The apparatus being arranged is lowered to the required depth, a sharp jerk is then given to the suspending cord, which detaches the rubber tube and so opens the two glass tubes. Water enters through the longer tube and the air is expelled through the shorter tube. The bubbles of air can be seen or heard rising through the water, until the bottle is nearly full, a small volume of compressed air remaining in the neck of the bottle.

As the apparatus is raised, the air thus imprisoned expands, and prevents the entry of more water from nearer the surface.

On reaching the laboratory, the method of examination consists in adding measured quantities of the water sample to several tubes of nutrient media previously liquefied by heat, pouring plate cultivations from each of these tubes, incubating at a suitable temperature, and finally counting the colonies which make their appearance on the plates.

Plate-levelling stand.
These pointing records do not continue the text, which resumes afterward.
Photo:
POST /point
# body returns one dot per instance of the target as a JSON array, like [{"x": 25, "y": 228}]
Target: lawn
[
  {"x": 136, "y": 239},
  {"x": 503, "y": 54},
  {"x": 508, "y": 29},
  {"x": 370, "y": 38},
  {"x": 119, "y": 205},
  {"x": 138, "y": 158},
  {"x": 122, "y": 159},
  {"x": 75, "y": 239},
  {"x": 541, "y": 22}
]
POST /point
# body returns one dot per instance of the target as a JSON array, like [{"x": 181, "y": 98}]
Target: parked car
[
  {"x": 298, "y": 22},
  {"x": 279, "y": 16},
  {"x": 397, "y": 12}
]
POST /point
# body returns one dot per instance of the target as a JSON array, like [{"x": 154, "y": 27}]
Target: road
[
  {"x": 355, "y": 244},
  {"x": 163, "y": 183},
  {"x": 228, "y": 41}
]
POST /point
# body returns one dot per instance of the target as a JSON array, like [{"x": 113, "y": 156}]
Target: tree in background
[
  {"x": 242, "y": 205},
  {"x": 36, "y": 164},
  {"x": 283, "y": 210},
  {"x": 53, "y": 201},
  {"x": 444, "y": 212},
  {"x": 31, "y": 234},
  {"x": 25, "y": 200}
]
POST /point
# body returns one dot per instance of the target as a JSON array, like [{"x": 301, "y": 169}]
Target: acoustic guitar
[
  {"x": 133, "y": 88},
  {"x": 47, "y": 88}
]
Case of sterile plates. Case of sterile pipettes, 1 c.c. . Case of sterile pipettes, 10 c.c. . Case of sterile capsules, 25 c.c. capacity. Tubes of nutrient gelatine. Tubes of nutrient agar. Tubes of wort gelatine. One 250 c.c. flask of sterile distilled water. Tall cylinder containing 2 per cent. lysol solution. Bunsen burner. Grease pencil. Water-bath regulated at 42? C.

METHOD.--

In the final counting of each plate, place the plate over the counting disc, and centre it, if possible, making its periphery coincide with one or other of the concentric circles.

Remove the cover of the plate, and by means of a hand lens count the colonies appearing in each of the sectors in turn. Make a note of the number present in each.
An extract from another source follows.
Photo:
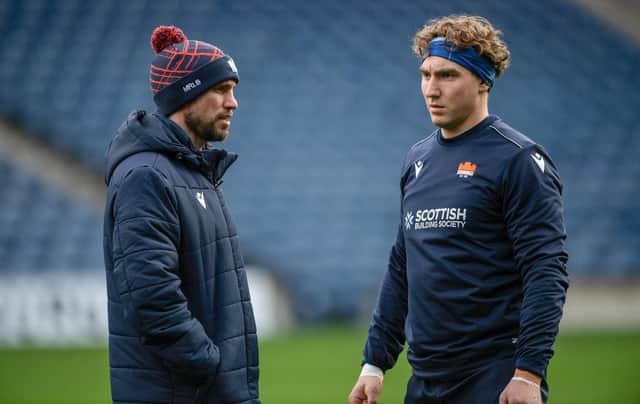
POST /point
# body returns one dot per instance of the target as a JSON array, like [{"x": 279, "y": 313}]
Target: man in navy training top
[{"x": 477, "y": 278}]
If the colonies present are fewer than 500, the entire plate should be counted. If, however, they exceed this number, enumerate one-half, or one-quarter of the plate, or count a sector here and there, and from these figures estimate the number of colonies present on the entire plate. In practice it will be found that Pakes' disc is more suitable for the former class of plate; Jeffery's disc for the latter. It should be recollected however that unless the plates have been carefully leveled and the medium is of equal thickness all over it is useless to try and average from small areas--since where the medium is thick all the bacteria will develop, where the layer is a thin one, only a few bacteria will find sufficient pabulum for the production of visible colonies.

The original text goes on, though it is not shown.